Television stations in cities around the country are launching something called NextGen TV. You may have seen headlines, but little info.
What is NextGen TV? It’s a question many people may be asking these days. Approximately 40 television markets, including Los Angeles, Dallas, Denver, Houston, and Atlanta — just to name a few of the big ones — are on the air with it.
As of the time of this writing, another 28 markets will be activating it by the end of the summer of 2022. A few of those markets include New York City, Chicago, Boston, Philadelphia, Miami and San Francisco.
You can see the current list of which areas have it and which are in the next batch to go live with it here.
A television “market” is a metropolitan area in which TV ratings services like Nielsen measure how many viewers watch television. New York is the nation’s largest market, while Los Angeles is #2 and Chicago is #3.
My area, Charleston, South Carolina, is ranked as the 89th largest market. We just recently made the switch to NextGen TV.
So it’s not so much about market size. It’s about how soon stations complete the technical upgrades necessary to broadcast a NextGen TV signal.
But what is NextGen TV, exactly?
I’ve worked in television for more than 30 years now and I have to be honest. I’m not 100% clear on it myself.

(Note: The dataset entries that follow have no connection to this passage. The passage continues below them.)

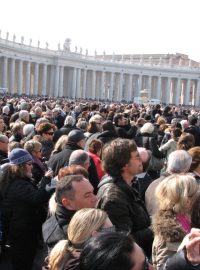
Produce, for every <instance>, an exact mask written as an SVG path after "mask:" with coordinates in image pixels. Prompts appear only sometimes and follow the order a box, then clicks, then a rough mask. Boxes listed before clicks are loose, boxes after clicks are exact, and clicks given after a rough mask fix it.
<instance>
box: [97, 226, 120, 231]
mask: <svg viewBox="0 0 200 270" xmlns="http://www.w3.org/2000/svg"><path fill="white" fill-rule="evenodd" d="M98 232H116V229H115V226H114V225H113V226H111V227H107V228H101V229H99V230H98Z"/></svg>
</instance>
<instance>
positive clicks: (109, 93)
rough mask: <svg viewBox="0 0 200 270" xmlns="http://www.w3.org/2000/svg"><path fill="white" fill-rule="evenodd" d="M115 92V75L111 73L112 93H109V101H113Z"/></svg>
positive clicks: (110, 84) (111, 85)
mask: <svg viewBox="0 0 200 270" xmlns="http://www.w3.org/2000/svg"><path fill="white" fill-rule="evenodd" d="M113 90H114V73H113V72H111V74H110V91H109V100H111V101H112V100H113V96H114V93H113Z"/></svg>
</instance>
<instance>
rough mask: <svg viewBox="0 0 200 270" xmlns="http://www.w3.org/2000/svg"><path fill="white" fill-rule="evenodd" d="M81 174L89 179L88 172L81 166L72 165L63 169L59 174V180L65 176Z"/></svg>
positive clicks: (81, 174) (58, 173)
mask: <svg viewBox="0 0 200 270" xmlns="http://www.w3.org/2000/svg"><path fill="white" fill-rule="evenodd" d="M76 174H80V175H83V176H84V177H85V178H86V179H88V171H87V170H86V169H85V168H84V167H83V166H80V165H71V166H67V167H63V168H61V169H60V170H59V172H58V180H60V179H62V178H63V177H64V176H67V175H76Z"/></svg>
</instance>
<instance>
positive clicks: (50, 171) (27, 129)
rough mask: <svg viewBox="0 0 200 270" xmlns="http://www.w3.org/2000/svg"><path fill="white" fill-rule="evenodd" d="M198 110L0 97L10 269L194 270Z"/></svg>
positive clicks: (1, 179)
mask: <svg viewBox="0 0 200 270" xmlns="http://www.w3.org/2000/svg"><path fill="white" fill-rule="evenodd" d="M199 120H200V111H198V109H197V108H193V107H191V108H190V107H182V106H173V105H171V106H170V105H166V106H162V105H160V104H157V105H154V106H152V105H148V104H147V105H138V104H125V103H110V104H108V103H104V102H99V101H98V102H97V101H96V102H95V101H91V100H76V101H75V100H69V99H65V98H59V99H55V98H48V97H27V96H12V97H11V96H2V97H1V98H0V232H1V234H0V235H1V239H0V247H1V256H2V257H3V256H4V254H5V253H9V256H10V260H11V262H12V266H13V269H14V270H31V269H32V267H33V261H34V258H35V256H36V253H37V251H38V249H41V250H42V252H43V262H42V265H40V267H39V268H37V269H42V268H43V269H48V270H67V269H68V270H69V269H71V270H72V269H74V270H108V269H109V270H142V269H158V270H172V269H173V270H176V269H179V270H181V269H185V270H187V269H200V249H199V245H200V193H199V183H200V125H199V123H200V121H199Z"/></svg>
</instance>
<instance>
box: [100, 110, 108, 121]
mask: <svg viewBox="0 0 200 270" xmlns="http://www.w3.org/2000/svg"><path fill="white" fill-rule="evenodd" d="M99 112H100V115H101V116H102V118H103V119H106V118H107V116H108V110H107V109H106V108H101V109H100V110H99Z"/></svg>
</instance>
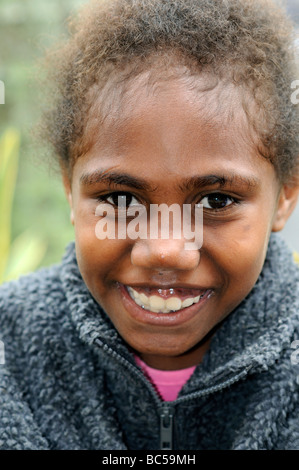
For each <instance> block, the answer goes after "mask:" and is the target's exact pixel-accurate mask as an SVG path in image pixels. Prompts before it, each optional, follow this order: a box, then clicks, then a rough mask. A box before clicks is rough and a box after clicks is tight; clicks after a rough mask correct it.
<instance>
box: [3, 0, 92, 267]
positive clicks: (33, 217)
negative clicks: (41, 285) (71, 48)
mask: <svg viewBox="0 0 299 470" xmlns="http://www.w3.org/2000/svg"><path fill="white" fill-rule="evenodd" d="M83 3H85V2H84V1H83V0H63V1H61V0H0V80H2V81H3V82H4V84H5V104H1V105H0V136H3V134H4V132H5V130H6V129H8V128H11V127H13V128H15V129H17V130H18V132H19V133H20V152H19V167H18V176H17V181H16V190H15V194H14V203H13V211H12V220H11V239H12V240H14V239H16V238H17V237H18V236H19V235H20V234H22V233H23V232H26V231H28V229H30V232H31V233H32V234H34V235H35V237H36V238H37V239H39V240H40V241H42V243H44V245H45V250H44V253H42V255H41V256H40V258H41V259H40V260H39V263H38V264H39V265H42V266H48V265H50V264H52V263H55V262H58V261H60V259H61V257H62V255H63V253H64V250H65V246H66V244H67V243H68V242H69V241H71V240H72V239H73V227H72V225H71V223H70V217H69V208H68V205H67V202H66V199H65V196H64V192H63V190H62V185H61V181H60V177H59V174H58V173H57V171H55V169H56V168H55V167H53V168H52V167H51V164H49V161H48V160H47V159H45V158H44V153H45V152H44V149H43V148H41V149H40V150H39V148H37V146H36V143H35V140H34V138H33V136H32V128H33V127H34V126H35V124H36V122H37V121H38V119H39V117H40V115H39V112H40V109H39V106H38V104H39V98H38V94H37V87H38V84H37V81H36V73H37V72H36V64H37V61H38V59H39V58H40V57H42V56H43V55H44V51H45V50H46V49H47V48H48V47H49V46H51V45H52V44H55V42H56V41H57V38H58V37H59V35H61V34H63V33H66V31H67V18H68V17H69V15H70V12H71V11H72V10H73V9H76V8H77V7H78V6H80V5H82V4H83ZM1 158H2V159H3V155H0V159H1ZM0 163H1V162H0Z"/></svg>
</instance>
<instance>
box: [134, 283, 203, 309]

The technical answer is that it’s the new television broadcast signal standard, also known as ATSC 3.0. That doesn’t help much, does it?
A less technical answer is that it can deliver 4K HDR video, a crisper picture with improved colors and contrast and better sound, particularly for dialog. It’s also supposed to give you better reception, all for free with an antenna.
The coolest part is that it is supposed to be able to deliver on-demand viewing options. Imagine watching a newscastin which the anchor references a story about someone going to trial in a murder case. A box pops up allowing you to interrupt the live newscast to watch an on-demand video on the case itself. That’s just one example. But the new technology should allow viewers to get more out of their viewing experience.
So how does all of that work?
Well, therein lies a good deal of the mystery. First, you need a television set that’s NextGen TV-capable. So when it’s time to replace your current TV (which probably isn’t NextGen TV), you want to make sure to purchase one that is. That’s the first step in making sure you get all of the bells and whistles.
You’ll also want to make sure that television is connected to the internet, because an internet connection drives some of the features, particularly the on-demand stuff. Most televisions now, of course, come with an internet connection capability, so that’s probably not going to be much of a challenge.
But then there’s the antenna situation. I don’t have a digital antenna for my television. For years, I had cable television. But I finally cut the cord in late 2020. So now all of my television viewing is streaming. I use Philo, Netflix, Hulu, Amazon Prime, Paramount+ and a few free services like Peacock and Redbox.
So without a digital antenna, I won’t get the full effects of NextGen TV.
Is it worth making that investment? Maybe one day.
Plenty of stations are switching to this new “broadcasting of the future.” But the technology that will allow those on-demand options isn’t quite there yet.
It’s sort of like your state’s highway department working to build a brand new interstate. When it opens to traffic, it’ll be great. The roadway is being built, but only a handful of lanes are actually open right now and all of the destinations aren’t connected yet.
It’ll be great when that time comes. For now, the best most of us can do is get our cars serviced and fill our tanks. That way, we’re ready for the drive.
If you’re in an area where local stations are making the switch, celebrate the future of TV.
But just know that you may not fully realize the scope of its coolness right away.